ABSTRACT
S-amlodipine, a commonly prescribed antihypertensive agent, is widely used in clinical settings to treat hypertension. However, the potential adverse effects of long-term S-amlodipine treatment on the liver remain uncertain, given the cautionary recommendations from clinicians regarding its administration in individuals with impaired liver function.
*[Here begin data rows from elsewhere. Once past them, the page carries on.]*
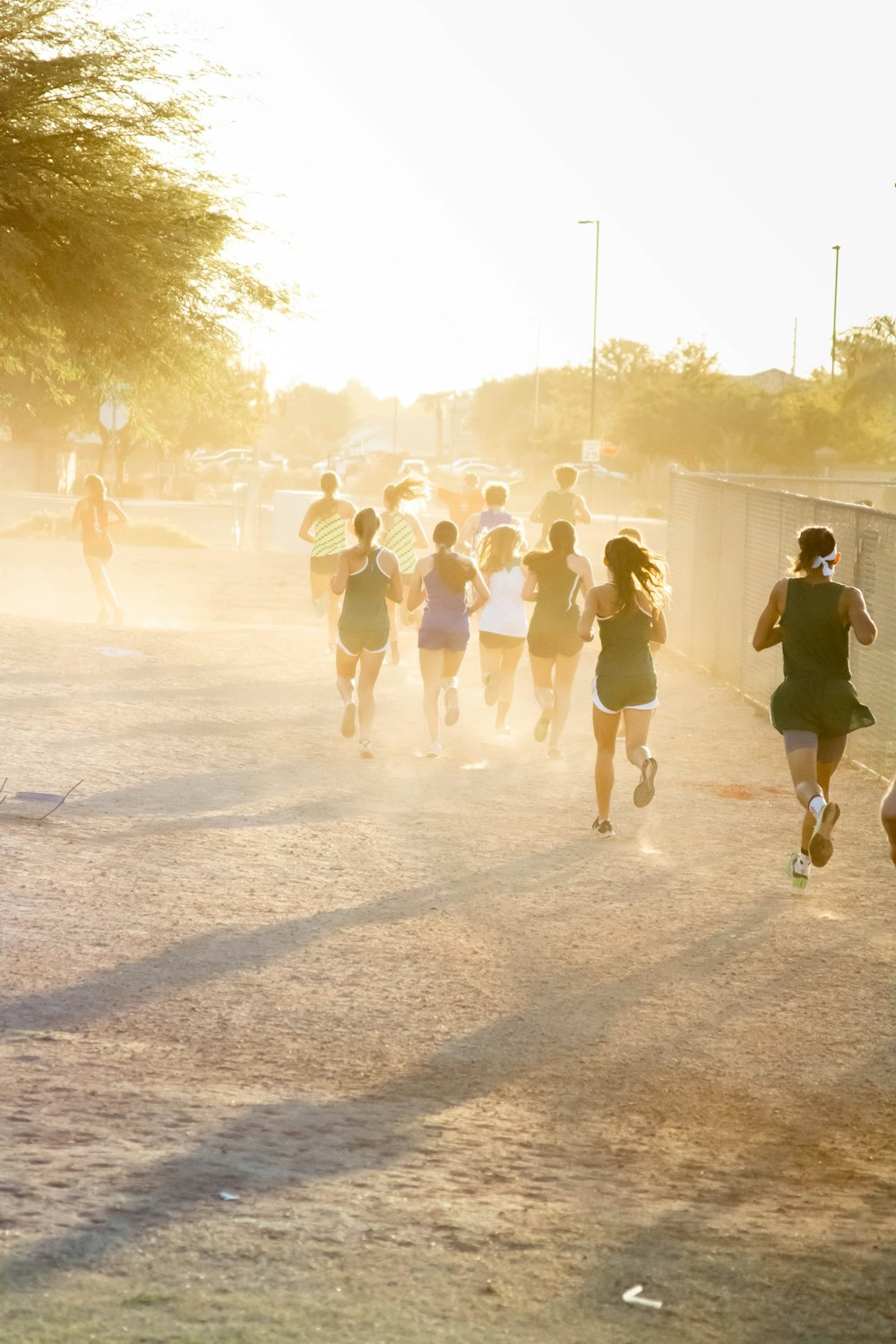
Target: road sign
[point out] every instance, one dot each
(113, 416)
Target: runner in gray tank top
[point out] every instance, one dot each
(815, 706)
(370, 577)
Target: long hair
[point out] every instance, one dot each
(813, 542)
(634, 567)
(500, 547)
(562, 542)
(409, 488)
(454, 570)
(367, 524)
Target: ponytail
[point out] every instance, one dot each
(454, 570)
(634, 566)
(366, 524)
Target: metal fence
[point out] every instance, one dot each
(729, 543)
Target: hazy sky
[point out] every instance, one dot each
(424, 167)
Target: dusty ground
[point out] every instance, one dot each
(471, 1072)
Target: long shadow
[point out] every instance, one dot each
(226, 952)
(300, 1142)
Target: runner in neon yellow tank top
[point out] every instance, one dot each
(324, 526)
(403, 535)
(815, 706)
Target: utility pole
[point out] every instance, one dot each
(833, 338)
(594, 322)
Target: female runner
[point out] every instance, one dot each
(503, 621)
(441, 581)
(403, 535)
(368, 575)
(493, 515)
(815, 706)
(324, 527)
(94, 515)
(629, 613)
(552, 582)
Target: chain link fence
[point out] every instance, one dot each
(731, 542)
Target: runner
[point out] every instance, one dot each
(94, 515)
(368, 575)
(403, 535)
(562, 504)
(888, 819)
(629, 613)
(503, 620)
(552, 582)
(493, 515)
(815, 706)
(324, 527)
(441, 582)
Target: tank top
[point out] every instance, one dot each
(401, 540)
(504, 613)
(445, 607)
(365, 602)
(555, 607)
(330, 535)
(815, 642)
(625, 667)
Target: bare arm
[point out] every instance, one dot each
(481, 591)
(589, 613)
(417, 593)
(306, 532)
(861, 624)
(769, 625)
(340, 578)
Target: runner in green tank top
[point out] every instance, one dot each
(403, 535)
(370, 580)
(815, 706)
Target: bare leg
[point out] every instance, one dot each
(888, 819)
(606, 728)
(371, 664)
(563, 676)
(432, 671)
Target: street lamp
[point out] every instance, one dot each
(594, 324)
(833, 339)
To address this, we conducted a study using an eight-week-old male rat model and administered a daily dose of 0.6 ~ 5 mg/kg of S-amlodipine for 7 weeks. Our findings demonstrated that 1.2 ~ 5 mg/kg of S-amlodipine treatment induced liver inflammation and associated dysfunction in rats, further in vitro experiments revealed that the observed liver inflammation and dysfunction were not attributable to direct effects of S-amlodipine on the liver. Metagenome sequencing analysis revealed that S-amlodipine treatment led to alterations in the gut microbiome of rats, with the bloom of E. coli (4.5 ~ 6.6-fold increase) and a decrease in A. muciniphila (1,613.4 ~ 2,000-fold decrease) and B. uniformis (20.6 ~ 202.7-fold decrease), subsequently causing an increase in the gut bacterial lipopolysaccharide (LPS) content (1.4 ~ 1.5-fold increase in feces). S-amlodipine treatment also induced damage to the intestinal barrier and increased intestinal permeability, as confirmed by elevated levels of fecal albumin; furthermore, the flux of gut bacterial LPS into the bloodstream through the portal vein resulted in an increase in serum LPS content (3.3 ~ 4-fold increase). LPS induces liver inflammation and subsequent dysfunction in rats by activating the TLR4 pathway. This study is the first to show that S-amlodipine induces liver inflammation and dysfunction by perturbing the rat gut microbiome. These results indicate the adverse effects of S-amlodipine on the liver and provide a rich understanding of the safety of long-term S-amlodipine administration.
Disclosure statement
No potential conflict of interest was reported by the author(s).
Author contributions
D. M. and Y. L. conceived and designed the study, and X. L. wrote the manuscript. X. L., H. F., L. P., H. G., and C. Y. performed the experiments, and X. L. performed fecal metagenome sequencing. X. L., P. Z., and H. L. collected and analyzed the data. D. M. and Y. L. supervised the study and edited the manuscript.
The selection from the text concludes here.